Never bet against a sure thing, as one vampire discovered…
No-one knew how he had managed to pull it off, but through the whirlwind of changes and at times overlapping Praxis seizures, Doctor Edgar Northrup had adamantly refused to reveal his Clan. Whether through guile or secret deals with the individual sovereigns he was left relatively unmolested in his night-to-night existence. The upper societal echelon thought little of him and interacted with him even less, which suited his purpose, but the young and new residents of Sonoma County found him a charming if quaint friend with whom they could commiserate.
Usually even-tempered, the Domain saw his full mettle if anyone dared disrespect a lady in his presence. Demanding courtesy for the fairer sex he even went so far as to threaten violence against the Sheriff when the latter had been seen slapping an insolent Clanmate. His seeming willingness to place his principles before the rules of society made him more than a few enemies but also garnered him the adoration and charmed smiles of those whom he defended. After one particularly vocal outburst defending the honor of the Toreador Primogen, she took an interest in the enigmatic yet practical Doctor and began to spend time getting to know him.

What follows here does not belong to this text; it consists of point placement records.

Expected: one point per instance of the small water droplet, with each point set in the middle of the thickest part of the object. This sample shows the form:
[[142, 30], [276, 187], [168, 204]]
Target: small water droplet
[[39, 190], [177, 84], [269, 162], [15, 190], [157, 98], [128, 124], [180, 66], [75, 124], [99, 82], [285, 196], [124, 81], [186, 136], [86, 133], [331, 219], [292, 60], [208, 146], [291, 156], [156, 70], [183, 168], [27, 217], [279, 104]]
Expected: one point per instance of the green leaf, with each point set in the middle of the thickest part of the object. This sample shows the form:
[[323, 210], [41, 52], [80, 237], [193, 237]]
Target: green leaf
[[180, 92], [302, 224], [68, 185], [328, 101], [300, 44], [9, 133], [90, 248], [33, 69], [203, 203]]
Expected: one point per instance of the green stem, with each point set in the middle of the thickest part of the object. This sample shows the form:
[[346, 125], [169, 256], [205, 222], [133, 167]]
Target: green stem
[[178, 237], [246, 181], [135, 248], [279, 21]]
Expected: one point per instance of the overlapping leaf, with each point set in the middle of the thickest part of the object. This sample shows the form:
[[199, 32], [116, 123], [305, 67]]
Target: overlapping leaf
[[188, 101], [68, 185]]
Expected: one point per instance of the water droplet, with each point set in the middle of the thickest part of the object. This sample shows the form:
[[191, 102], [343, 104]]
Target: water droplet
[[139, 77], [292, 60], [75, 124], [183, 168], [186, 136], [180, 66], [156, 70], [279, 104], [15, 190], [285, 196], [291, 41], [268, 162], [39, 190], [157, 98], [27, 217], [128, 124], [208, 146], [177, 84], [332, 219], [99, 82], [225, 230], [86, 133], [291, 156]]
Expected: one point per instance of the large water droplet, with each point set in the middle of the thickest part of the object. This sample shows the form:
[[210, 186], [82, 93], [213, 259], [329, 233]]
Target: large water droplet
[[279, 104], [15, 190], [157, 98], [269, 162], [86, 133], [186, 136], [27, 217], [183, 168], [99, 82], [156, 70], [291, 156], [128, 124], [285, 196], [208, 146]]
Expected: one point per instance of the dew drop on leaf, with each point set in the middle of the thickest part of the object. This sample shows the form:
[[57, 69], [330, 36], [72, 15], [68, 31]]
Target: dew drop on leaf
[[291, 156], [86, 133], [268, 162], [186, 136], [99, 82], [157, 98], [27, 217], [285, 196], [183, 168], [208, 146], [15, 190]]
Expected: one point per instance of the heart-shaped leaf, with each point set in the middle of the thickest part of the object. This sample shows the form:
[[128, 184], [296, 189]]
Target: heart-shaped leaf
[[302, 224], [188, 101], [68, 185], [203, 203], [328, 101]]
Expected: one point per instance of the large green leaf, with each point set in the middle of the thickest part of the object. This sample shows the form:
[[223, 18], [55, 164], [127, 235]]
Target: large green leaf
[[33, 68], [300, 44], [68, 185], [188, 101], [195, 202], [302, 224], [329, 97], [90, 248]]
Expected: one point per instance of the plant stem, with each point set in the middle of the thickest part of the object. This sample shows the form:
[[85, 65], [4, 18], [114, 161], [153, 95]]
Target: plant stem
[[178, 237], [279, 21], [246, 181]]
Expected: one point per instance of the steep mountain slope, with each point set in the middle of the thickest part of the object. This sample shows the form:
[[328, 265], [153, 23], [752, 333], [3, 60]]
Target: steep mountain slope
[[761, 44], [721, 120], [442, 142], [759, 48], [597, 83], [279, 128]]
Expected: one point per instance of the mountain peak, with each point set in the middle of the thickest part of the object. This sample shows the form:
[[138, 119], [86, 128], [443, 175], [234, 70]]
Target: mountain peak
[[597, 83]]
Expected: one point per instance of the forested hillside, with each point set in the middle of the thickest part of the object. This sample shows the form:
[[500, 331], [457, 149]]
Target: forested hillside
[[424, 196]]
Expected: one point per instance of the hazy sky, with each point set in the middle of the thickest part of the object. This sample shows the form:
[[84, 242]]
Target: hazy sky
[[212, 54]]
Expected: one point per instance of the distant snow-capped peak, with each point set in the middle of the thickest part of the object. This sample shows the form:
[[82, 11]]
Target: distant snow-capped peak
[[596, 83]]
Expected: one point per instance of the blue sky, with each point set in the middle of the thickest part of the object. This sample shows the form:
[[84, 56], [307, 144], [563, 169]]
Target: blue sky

During one of their frequent conversations she remarked on the playing cards he seemed to be endlessly shuffling, fingers always moving across the paper, the deck dancing in his hands. “Well madam, would you be interested seein’ in a little trick?” he smiled, his western drawl a sharp contrast to her crisp English diction.
“Like a magic trick? I don’t think you can trick me, Doctor,” she smiled, idly fingering the silver rose pendant worn around her neck.
“Care to make a wager abou’ that?” He wasn’t one to gamble with women in public, but in private he was open to many of the new ideas this age had presented him. He quirked an eyebrow, continuing to shuffle.
“How about a Minor Boon?” she cheerily answered. He knew enough of kindred nature to catch her heightening her senses, ready to catch him in his “trick.”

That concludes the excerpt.